Could it be an intermittent hardware problem or some sort of software issue, or have I mis-configured my disk layout in some way?

Try booting from an older kernel.

Have you checked on the health of your HD ? This problem has an eerie similarity to an HD with bad blocks or a failing HD cable..

Hi Thom,
thanks for your reply.

I was suspecting it might be a hard could be the real cause of the problem too.

I am not really sure of the best tool to check it with - it is a solid state SSD card type of drive.

Do you have advice on a good tool to check the SSD drive with?

Because the current SSD solid state drive in the laptop is only 256 MB, I have ordered a 1TB replacement. It should arrive in a few days.

So if I do a bare metal restore onto the new drive it should indicate if it was the original 256MB drive or not.

Also, because I could not seem to detect the 2nd 2.5" 1TB drive (which I have removed from the laptop, along with the connecting cable), I wondered if it could be an intermittent problem on the motherboard.

I put the 2.5" 1TB second hard disk into a USB enclosure last night, and it seems to work okay when connected

I hope it is not the motherboard, or that will be more hardware to buy and replace - but I will find out I guess.

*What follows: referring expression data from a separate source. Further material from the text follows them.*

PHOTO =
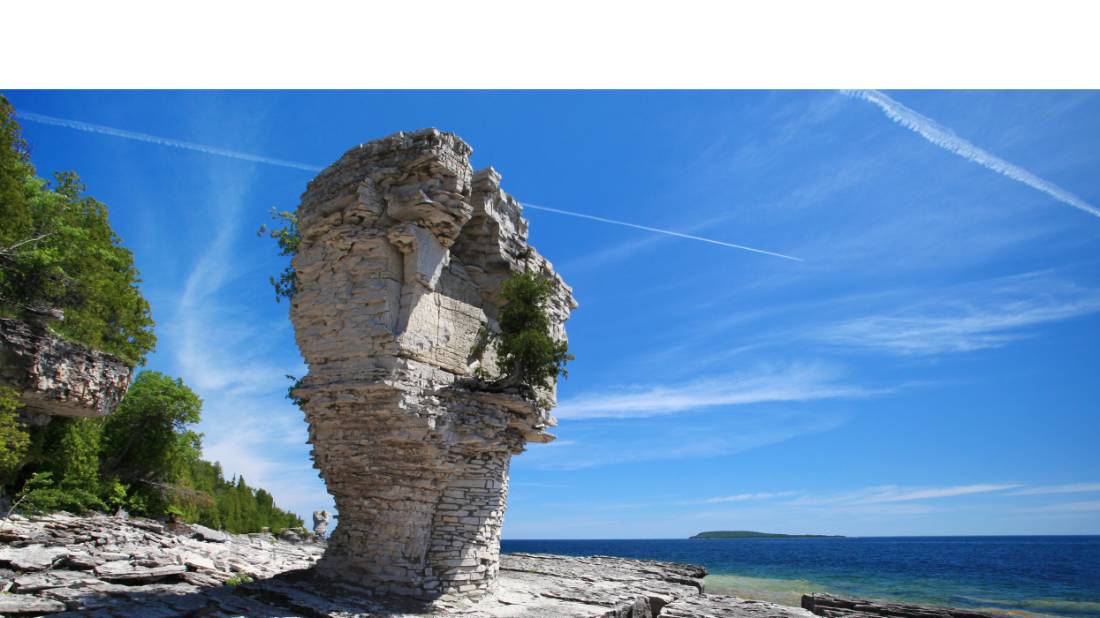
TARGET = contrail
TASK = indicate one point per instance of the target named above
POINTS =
(256, 158)
(947, 140)
(660, 231)
(162, 141)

I will update this post when I have had the new drive in the laptop anyway.

Thanks
Brad

Hi Basil_Cat.

the current kernel is 4.15.0-180

I did already try booting from the older kernel 4.15.0-177, (the only earlier one that is still on the system.

I get the same problem with the older kernel.

Thanks
Brad

Hi Brad,

No, unfortunately I am not familiar with any hardware level SSD tools. But if this would happen to me I would temporarily replace the SSD with another boot device in the same socket ( I presume that the 'card type' is an M2 slot ?) and try to run with that. That would definitely tell me if it was the motherboard or the storage device.

To be honest , after reading your logs again, it could indeed be the motherboard. I remember I had identical intermittent bootproblems with my previous motherboard due to a failing capacitor in the power-on-reset circuit. It took me some time to figure that out.